Straumann Medizinaltechnik steigert Gewinn um 134 Prozent
Die in der Medizinaltechnik tätige Straumann Gruppe in Waldenburg BL hat 1999 den Gewinn massiv gesteigert: Der Betriebsertrag (EBIT) kletterte um 97 Prozent auf 34,1 Mio. Fr. und der Jahresgewinn gar um 134,1 Prozent auf 24,4 Mio. Franken.
Die in der Medizinaltechnik tätige Straumann Gruppe in Waldenburg BL hat 1999 den Gewinn massiv gesteigert: Der Betriebsertrag (EBIT) kletterte um 97 Prozent auf 34,1 Mio. Fr. und der Jahresgewinn gar um 134,1 Prozent auf 24,4 Mio. Franken.
Das Umsatzwachstum im vergangenen Jahr von 35,4 Prozent auf 149,6 Mio. Fr. sei in erster Linie durch die neu eingeführten Produkte zustande gekommen, wie Straumann am Freitag (14.04.) mitteilte. Die Gruppe rangiert mit einem Marktanteil von rund 20 Prozent auf Platz Zwei im weltweiten Geschäft mit Zahn-Implantaten.
Die Rendite des eingesetzten Kapitals erhöhte sich von 27,7 auf 38,3 Prozent. Entsprechend der guten Ertragslage schlägt der Verwaltungsrat der Generalversammlung eine Dividendenerhöhung von 4 auf 10 Fr. vor.
Auch in ersten drei Monaten des laufenden Jahres ist der Umsatz wieder stark und «über den Erwartungen» gestiegen. Mit 46,8 Mio. Fr. lagen die Verkäufe 42,8 Prozent über dem Vorjahresquartal. Insgesamt sei der Ausblick weiterhin sehr positiv, heisst es in der Medienmitteilung weiter. Für das ganze Jahr erwartet das Unternehmen ein Umsatzwachstum von 25 bis 30 Prozent.
Hohe Wachstumszahlen in Nordamerika und Asien
In den wichtigsten Ländern sei die Marktposition im vergangenen Jahr konsequent ausgebaut worden: In Nordamerika stiegen die Umsätze um 56,2 Prozent, und auch Asien legte nach der Krise 50,7 Prozent zu. Im grössten Einzelmarkt Deutschland betrug das Wachstum 20,9 Prozent.
In den Neubau des Werks in Villeret investierte Straumann im letzten Jahr 19 Mio. Franken; die Produktionsstätte soll Mitte Jahr bezogen werden. Sämtliche Mitarbeiterinnen und Mitarbeiter werden in der Folge vom jetztigen Standort St. Imier nach Villeret transferiert.
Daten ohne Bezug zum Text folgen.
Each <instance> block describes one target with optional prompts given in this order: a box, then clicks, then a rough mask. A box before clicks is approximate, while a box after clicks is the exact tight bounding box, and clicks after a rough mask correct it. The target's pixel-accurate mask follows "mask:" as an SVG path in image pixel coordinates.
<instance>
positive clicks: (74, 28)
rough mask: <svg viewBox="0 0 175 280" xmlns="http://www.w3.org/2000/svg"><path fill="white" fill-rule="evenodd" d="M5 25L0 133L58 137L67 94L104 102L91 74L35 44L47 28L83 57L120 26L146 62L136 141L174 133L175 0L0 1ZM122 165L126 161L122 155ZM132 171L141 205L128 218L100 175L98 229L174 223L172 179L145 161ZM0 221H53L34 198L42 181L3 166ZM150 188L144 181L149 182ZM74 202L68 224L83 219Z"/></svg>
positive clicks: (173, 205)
Wechsel in Verwaltungsrat und Management
Wie Straumann am Freitag weiter mitteilte, veräusserte Verwaltungsratsmitgleid Jürg Eichenberger auf Ende Jahr seine Beteiligungen an der Gruppe. Er werde an der Generalversammlung vom 17. Mai seine Demission aus dem Gremium einreichen. Als Nachfolger wird Oskar K. Ronner vorgeschlagen.
Ronner ist seit Oktober 1998 als Konzernchef der Siemens Building Technologies tätig und stand früher unter anderem an der Spitze von Sulzer Medica. Seit Anfang März ist ferner die Geschäftsleitung der Gruppe mit Walter Meyer verstärkt worden. Er ist für die Betreuung und den Support des Verkaufs verantwortlich.